VIEW FROM THE MARKET:Perceptions are divorced from reality regarding Ireland's stabilisation efforts
IF THE latest pricing signals from the sovereign bond markets are to be believed, the heavy burden of adjustment borne by the Irish economy, its public finances and its banking system over the past 18 months has all been in vain.
Irish spreads over benchmark Bunds have ballooned out to record wides since early August, while absolute yield levels have breached the 6 per cent watermark in 10-year maturities, exceeding the highs visited during the darkest days of early 2009.
Although some of this recent spread widening may be attributable to a renewed bout of risk aversion across the asset classes during August, the brunt of the move has a distinctly “Guaranteed Irish” look to it. Concerns over Irish solvency and liquidity risks have reignited in the financial media of late, encompassing both the sovereign and the banks.
Bearish commentary has focused on a number of prevailing event-risks, ranging from the restructuring of Anglo Irish Bank, recapitalisation of AIB, the ostensible “funding cliff” facing banks as a whole and, not least, the outlook for Ireland’s sovereign credit rating in the wake of a recent and controversial Standard Poor’s downgrade.
It is readily apparent that market perceptions surrounding Irish solvency and liquidity risk are now substantially divorced from the reality on the ground. Although the burden on Irish taxpayers arising from enforced banking sector interventions is a deeply unpalatable one, it is far from insurmountable, given the relatively low stock of public indebtedness and debt servicing costs that still pertains in the aftermath of the crisis.
Solvency concerns continue to be credibly addressed at both sovereign and bank levels, the former in the shape of the Government’s 2010-2014 fiscal consolidation plan, and the latter in the context of the Nama process and attendant recapitalisation of the Irish banks. Meanwhile, a fully funded exchequer borrowing requirement now extends to the second quarter of 2011, while the immediate refinancing needs of the Irish banks are being accommodated by substantial contingent liquidity.
Nonetheless, perception can trump reality for prolonged periods in financial markets, all the more so if media commentary is relentless and concerted in its persuasion. The inevitability of ultimate Irish sovereign default has suddenly become de rigueur in certain reputable external media, the nation’s “effective insolvency” (Financial Times, September 6th, 2011) being often asserted not on the basis of first principles research but rather on the received wisdom (sic) of others. Meanwhile, ongoing name-confusion of Anglo Irish Bank with Allied Irish Banks has done little to alleviate current market tensions.
In truth, foreign misrepresentation of the Irish story is being partly fuelled by domestic coverage. Given the clarion calls of many opposition politicians and academics for a default of Irish liabilities as a legitimate policy “solution”, the self-fuelling impression conveyed abroad is one of heightened insolvency risk.

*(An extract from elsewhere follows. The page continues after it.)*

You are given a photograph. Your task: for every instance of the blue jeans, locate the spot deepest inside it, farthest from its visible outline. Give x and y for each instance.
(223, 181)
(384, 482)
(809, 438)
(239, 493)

The domestic mood is understandably angry in relation to the continued fallout from Ireland’s economic and banking catastrophe, but the quest for retribution (via default) from certain quarters is a hopelessly misguided signal to transmit abroad, given our continued reliance on external support to bridge the large “funding gap” for both exchequer and banks.
Lest anyone believe there is a “shoot the messenger” element to all of this, yesterday’s adverse feedback loop between the domestic and foreign media tells its own pitiful tale. On Thursday, a major overseas investment bank opined that Ireland did not require IMF aid assistance – “at least for now”. This morphed into “may yet need help” on the front page of a major Irish newspaper on Friday, and from there back to the newswires, only now with Ireland “perilously close” to an IMF intervention.
Irish bond yields and spreads spiked sharply higher, before official rebuttals from both Minister for Finance Brian Lenihan and the IMF itself stabilised matters, albeit with substantial damage from the day’s Chinese whispers already done.
At a current five-year sovereign CDS spread of 410bps, the market ascribes a 34 per cent probability of Irish sovereign default over the next five years.
This appears wholly at odds with the State’s relatively restrained debt- servicing profile which, at an estimated 4.2 per cent of GDP by 2014 (based on average funding costs of 5.5 per cent), is roundly half the levels of the early 1990s, a period during which the sovereign comfortably discharged all of its liabilities in full.
With the economy once again exhibiting impressive flexibility to hasten the recovery process, and the ultimate burden of banking stabilisation now increasingly quantifiable, Ireland’s creditworthiness is, for the moment at least, both underappreciated and undervalued. If a nation’s solvency is defined as “the ability to finance debt in a sustainable way”, then the combination of Ireland’s prospective stock of public indebtedness, debt-servicing costs and flexible market economy renders such financing eminently sustainable.